The trail begins in Apache Junction at the intersection of State Highways 60 and 88 and ends less than 50 miles later at Roosevelt Dam. The road was originally built between 1903 and 1905 to get building materials through the Superstition Mountains to the Roosevelt Dam, then under construction.
The road is paved except for a 22 mile gravel section at the northern end of the route.
The first time we drove the trail we went the full circle route, which took us past the Roosevelt Dam, then on to Globe and back to Apache Junction on Highway 60, a total distance of approximately 135 miles. We’ve driven the Apache Trail several times since then, but we’ve never done the full trail again. The section between Tortilla Flat and Roosevelt Dam includes 22 miles of gravel road. We found that part of the drive both lonely and harrowing. The rain shortly before our first Apache Trail drive added to the complexity of the drive. Like many others, our route now takes us only as far as Tortilla Flat, approximately 17 miles from the start of the trail. Sometimes we venture 5 miles beyond Tortilla Flat to a rest stop at Fish Creek Hill, where the view of desert scenery is spectacular. We then turn around, stop in Tortilla Flat for lunch, head back the way we came.
The road climbs through the Superstition Mountains and offers views of canyons, rock formations, saguaros and other desert plant life.
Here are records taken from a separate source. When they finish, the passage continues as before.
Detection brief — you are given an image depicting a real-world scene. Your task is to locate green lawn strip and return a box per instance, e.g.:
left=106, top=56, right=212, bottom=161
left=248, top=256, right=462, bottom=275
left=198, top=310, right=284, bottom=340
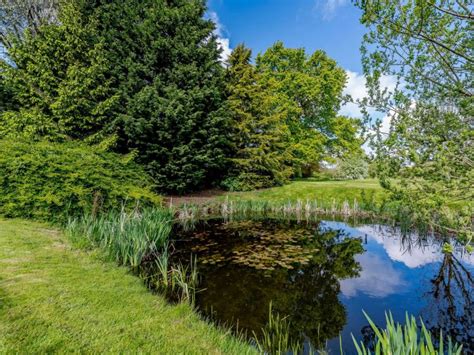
left=0, top=219, right=255, bottom=354
left=224, top=179, right=387, bottom=207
There are a few places to pull over and enjoy the scenic vistas.
Canyon Lake is one of four lakes formed by the damming of the Salt River. There are picnic and camping spots along the lake, a marina, a restaurant and a steamboat offering cruises around the lake.
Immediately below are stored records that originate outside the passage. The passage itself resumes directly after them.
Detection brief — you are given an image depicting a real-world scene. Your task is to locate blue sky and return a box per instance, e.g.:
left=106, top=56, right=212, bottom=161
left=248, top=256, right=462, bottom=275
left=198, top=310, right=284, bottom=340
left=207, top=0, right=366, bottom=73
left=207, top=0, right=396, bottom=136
Tortilla Flat was once a thriving stage coach stop. Present day Tortilla Flat features old west style buildings along a wooden boardwalk, a restaurant, an ice cream parlor and country store, and a schoolhouse museum. Population 6: the owners of the establishment.
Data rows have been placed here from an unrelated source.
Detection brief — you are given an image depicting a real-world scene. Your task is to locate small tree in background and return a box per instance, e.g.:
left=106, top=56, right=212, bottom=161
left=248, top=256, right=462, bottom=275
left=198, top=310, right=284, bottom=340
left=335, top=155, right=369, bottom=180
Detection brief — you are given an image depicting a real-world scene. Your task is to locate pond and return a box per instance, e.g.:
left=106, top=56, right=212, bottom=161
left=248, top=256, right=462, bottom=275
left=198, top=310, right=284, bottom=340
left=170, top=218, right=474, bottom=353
The rustic decor of the restaurant. which serves Sonoran-style Mexican food, burgers, chili and sandwiches, includes walls papered with dollar bills. The outdoor BBQ patio features live bands each afternoon from December 26 to Easter. A small schoolhouse replica is a museum. There is also a collection of old, rusted tools and equipment.
Goldfield Ghost Town
Goldfield Ghost Town is at the start of the trail. We usually stop here on a way back into the city. Goldfield was a thriving mining town in the 1890s that declined when the vein of gold ore ran down. Today it has been resurrected as a tourist attraction, with old west buildings, stores, restaurants, mine tours, a narrow gauge railway, and a reptile exhibit. Staged gunfight presentations are scheduled on weekends. Given how busy the place can be with visiting families some days, the term Ghost Town seems a misnomer.
Although Apache Trail is well traveled, it is not for the faint of heart. The road is windy, has steep grades and sheer drop-offs. The section between Tortilla Flat and Roosevelt Dam is especially challenging, with the road narrow, steep, and unpaved for a large section. hose who brave this section of the trail will be rewarded with views at Apache Lake, the impressive Roosevelt Dam and Roosevelt Lake.
Touring the Apache Trail can take a full day if you do the circle route and make a number of stops along the way. Or it can be as short as two to three hours if you only go as far as Tortilla Flat, stopping perhaps for lunch and some picture taking along the way.